Thursday, 6 September 2018

Posted by MATRA MAHASISWA in , | September 06, 2018 No comments
Oleh: Misbahudin Djaba

Anak-anak bangsa yang berkarakter dan memiliki integritas nilai-nilai moral merupakan tujuan dari Pendidikan dan menjadi cita suatu bangsa. Indonesia dengan Tri Pusat Pendidikan yang merupakan transformasi dari Tri Sentra Pendidikan, berusaha untuk mengemban amanah dari Undang-Undang Dasar 1945 untuk “mencerdaskan kehidupan bangsa”. Lewat sebuah semboyan Bapak Pendidikan Nasional Ki Hadjar Dewantara, bersuara:  “didalam hidupnya anak-anak ada tiga tempat pergaulan yang menjadi pusat Pendidikan, yang amat penting baginya. Yaitu alam keluarga, alam perguruan dan alam pergerakan pemuda”.

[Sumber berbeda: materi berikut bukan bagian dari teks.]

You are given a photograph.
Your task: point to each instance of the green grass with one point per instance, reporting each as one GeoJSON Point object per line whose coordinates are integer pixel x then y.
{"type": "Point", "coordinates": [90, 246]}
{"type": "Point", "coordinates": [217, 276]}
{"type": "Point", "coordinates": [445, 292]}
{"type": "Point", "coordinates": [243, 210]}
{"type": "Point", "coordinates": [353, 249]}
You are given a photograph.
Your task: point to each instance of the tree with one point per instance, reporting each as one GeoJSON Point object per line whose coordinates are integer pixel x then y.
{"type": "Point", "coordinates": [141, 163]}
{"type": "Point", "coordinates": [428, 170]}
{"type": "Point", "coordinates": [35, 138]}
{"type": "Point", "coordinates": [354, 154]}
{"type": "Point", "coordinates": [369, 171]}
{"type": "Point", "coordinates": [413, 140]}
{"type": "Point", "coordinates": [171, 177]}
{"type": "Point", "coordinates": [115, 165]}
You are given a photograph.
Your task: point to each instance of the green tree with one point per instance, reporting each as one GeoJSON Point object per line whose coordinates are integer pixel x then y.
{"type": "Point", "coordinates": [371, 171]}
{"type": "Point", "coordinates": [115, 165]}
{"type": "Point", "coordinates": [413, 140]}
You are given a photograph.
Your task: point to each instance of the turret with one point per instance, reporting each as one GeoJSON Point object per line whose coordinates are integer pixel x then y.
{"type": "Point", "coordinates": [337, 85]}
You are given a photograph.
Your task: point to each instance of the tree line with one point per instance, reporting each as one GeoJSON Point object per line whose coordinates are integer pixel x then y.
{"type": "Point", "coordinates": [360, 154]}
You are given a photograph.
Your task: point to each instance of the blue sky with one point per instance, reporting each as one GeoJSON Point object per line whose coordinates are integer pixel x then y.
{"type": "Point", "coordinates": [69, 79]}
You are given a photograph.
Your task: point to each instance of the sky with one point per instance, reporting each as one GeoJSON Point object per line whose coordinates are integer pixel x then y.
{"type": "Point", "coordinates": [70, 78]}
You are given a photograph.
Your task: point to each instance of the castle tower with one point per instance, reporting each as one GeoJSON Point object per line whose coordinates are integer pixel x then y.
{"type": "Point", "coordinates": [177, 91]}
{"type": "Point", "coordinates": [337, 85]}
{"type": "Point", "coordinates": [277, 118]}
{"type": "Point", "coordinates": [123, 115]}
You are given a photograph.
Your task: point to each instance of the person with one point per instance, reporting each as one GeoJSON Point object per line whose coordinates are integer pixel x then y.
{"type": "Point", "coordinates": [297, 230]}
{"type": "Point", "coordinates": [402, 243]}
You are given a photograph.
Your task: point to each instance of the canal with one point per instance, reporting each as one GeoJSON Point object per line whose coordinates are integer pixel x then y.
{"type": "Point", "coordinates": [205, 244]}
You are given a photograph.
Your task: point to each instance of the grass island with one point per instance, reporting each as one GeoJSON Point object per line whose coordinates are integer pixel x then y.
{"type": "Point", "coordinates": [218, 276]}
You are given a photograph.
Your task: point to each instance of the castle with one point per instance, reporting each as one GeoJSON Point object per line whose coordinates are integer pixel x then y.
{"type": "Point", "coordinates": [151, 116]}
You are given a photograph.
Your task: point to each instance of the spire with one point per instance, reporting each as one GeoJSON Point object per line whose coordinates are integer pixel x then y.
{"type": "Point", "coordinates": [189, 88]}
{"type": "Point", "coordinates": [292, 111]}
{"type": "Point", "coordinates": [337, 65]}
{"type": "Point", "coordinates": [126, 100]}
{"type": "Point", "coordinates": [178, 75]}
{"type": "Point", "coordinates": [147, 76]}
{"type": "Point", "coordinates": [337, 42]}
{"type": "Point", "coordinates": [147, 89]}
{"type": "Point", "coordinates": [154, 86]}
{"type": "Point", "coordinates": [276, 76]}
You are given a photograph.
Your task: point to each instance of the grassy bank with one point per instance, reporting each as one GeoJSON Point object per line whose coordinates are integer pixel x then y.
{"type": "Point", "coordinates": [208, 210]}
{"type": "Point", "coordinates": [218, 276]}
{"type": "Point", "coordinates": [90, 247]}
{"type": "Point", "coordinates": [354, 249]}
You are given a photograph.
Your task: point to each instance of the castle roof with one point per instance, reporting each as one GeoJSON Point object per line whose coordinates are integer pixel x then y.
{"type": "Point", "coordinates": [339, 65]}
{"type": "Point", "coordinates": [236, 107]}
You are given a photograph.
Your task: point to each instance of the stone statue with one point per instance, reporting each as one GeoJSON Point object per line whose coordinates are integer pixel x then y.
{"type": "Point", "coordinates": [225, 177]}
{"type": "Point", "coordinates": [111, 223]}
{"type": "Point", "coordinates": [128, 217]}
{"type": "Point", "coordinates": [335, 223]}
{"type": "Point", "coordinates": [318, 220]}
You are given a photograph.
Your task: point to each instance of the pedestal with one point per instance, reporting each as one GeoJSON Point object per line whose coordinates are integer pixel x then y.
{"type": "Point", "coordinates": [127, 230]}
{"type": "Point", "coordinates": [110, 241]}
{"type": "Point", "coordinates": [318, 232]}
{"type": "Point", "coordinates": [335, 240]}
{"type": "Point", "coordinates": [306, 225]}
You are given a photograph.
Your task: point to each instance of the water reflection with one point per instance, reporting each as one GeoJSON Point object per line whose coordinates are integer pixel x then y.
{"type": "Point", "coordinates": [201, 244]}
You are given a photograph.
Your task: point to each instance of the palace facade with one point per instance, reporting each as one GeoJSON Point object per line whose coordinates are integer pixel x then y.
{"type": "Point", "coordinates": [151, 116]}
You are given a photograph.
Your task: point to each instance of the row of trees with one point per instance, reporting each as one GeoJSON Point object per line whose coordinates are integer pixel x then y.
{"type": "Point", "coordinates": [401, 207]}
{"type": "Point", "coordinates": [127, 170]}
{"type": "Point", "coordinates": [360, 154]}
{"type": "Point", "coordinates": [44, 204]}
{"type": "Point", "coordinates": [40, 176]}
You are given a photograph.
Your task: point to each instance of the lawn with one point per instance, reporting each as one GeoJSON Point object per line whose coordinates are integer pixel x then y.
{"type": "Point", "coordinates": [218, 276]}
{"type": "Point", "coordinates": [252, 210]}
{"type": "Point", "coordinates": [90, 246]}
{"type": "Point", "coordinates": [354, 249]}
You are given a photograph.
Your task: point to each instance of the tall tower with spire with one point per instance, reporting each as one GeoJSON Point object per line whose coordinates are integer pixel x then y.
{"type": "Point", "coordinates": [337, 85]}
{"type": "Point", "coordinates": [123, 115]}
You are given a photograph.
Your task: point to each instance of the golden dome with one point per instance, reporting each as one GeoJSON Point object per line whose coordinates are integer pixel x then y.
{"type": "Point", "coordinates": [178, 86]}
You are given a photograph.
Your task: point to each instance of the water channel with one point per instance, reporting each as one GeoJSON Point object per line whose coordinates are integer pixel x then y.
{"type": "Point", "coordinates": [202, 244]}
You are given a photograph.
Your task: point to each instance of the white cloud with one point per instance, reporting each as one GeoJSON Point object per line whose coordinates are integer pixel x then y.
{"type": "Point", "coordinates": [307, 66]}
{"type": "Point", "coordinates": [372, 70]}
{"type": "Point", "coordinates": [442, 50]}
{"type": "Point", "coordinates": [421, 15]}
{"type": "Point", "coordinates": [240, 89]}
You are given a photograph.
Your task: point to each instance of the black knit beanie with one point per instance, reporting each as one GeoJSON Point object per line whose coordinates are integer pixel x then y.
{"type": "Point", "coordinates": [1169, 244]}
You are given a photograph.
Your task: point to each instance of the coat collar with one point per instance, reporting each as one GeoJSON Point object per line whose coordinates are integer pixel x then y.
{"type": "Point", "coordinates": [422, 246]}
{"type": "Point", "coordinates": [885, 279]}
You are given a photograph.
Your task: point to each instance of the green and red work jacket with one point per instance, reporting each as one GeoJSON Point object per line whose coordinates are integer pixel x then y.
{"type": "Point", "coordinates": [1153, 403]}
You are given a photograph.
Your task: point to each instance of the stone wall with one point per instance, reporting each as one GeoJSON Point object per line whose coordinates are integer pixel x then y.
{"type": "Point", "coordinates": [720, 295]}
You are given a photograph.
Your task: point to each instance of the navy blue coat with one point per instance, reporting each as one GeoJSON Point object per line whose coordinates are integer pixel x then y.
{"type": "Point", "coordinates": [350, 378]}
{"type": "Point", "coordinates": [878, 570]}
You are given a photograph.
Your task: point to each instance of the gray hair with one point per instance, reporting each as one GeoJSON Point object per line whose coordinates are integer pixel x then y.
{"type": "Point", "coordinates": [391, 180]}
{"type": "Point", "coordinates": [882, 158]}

Ketiga lokus utama pendidikan tersebut, kini terhimpun dalam Undang-Undang Nomor 20 Tentang Sistem Pendidikan Nasional. Yang terdiri dari Pendidikan Keluarga, Pendidikan Sekolah dan Pendidikan Masyarakat. Masing-masing dari unsur tersebut berkewajiban untuk memberikan Pendidikan lewat peranannya. Agar tujuan Pendidikan nasional untuk melahirkan anak-anak bangsa yang berkarakter, dapat terwujud secara holistik dengan kerja sama yang terbangun  secara kolektif dari ketiga unsur Pendidikan tersebut.
Dewasa ini, pendidikan sekolah sebagai lembaga pendidikan formal, terus melakukan renovasi, untuk memaksimalkan peranannya. Semua itu dilakukan, agar setiap sumber daya manusia yang berproses didalamnya dapat menghadapi tantangan regional maupun global, dan yang lebih penting lagi anak-anak didik memiliki karakter. Akan tetapi jika dilihat dari realita saat ini, kita dapat menemukan gap (kesenjangan), antara perkembangan yang terus dialami oleh lembaga pendidikan formal dan perilaku anak didik saat ini. Bibit-bibit bangsa tersebut, kebanyakan dari mereka sedang diradang dekadensi moral, sehingga pembelajaran akademik yang berlangsung pada lembaga pendidikan formal tidak terserap dengan baik.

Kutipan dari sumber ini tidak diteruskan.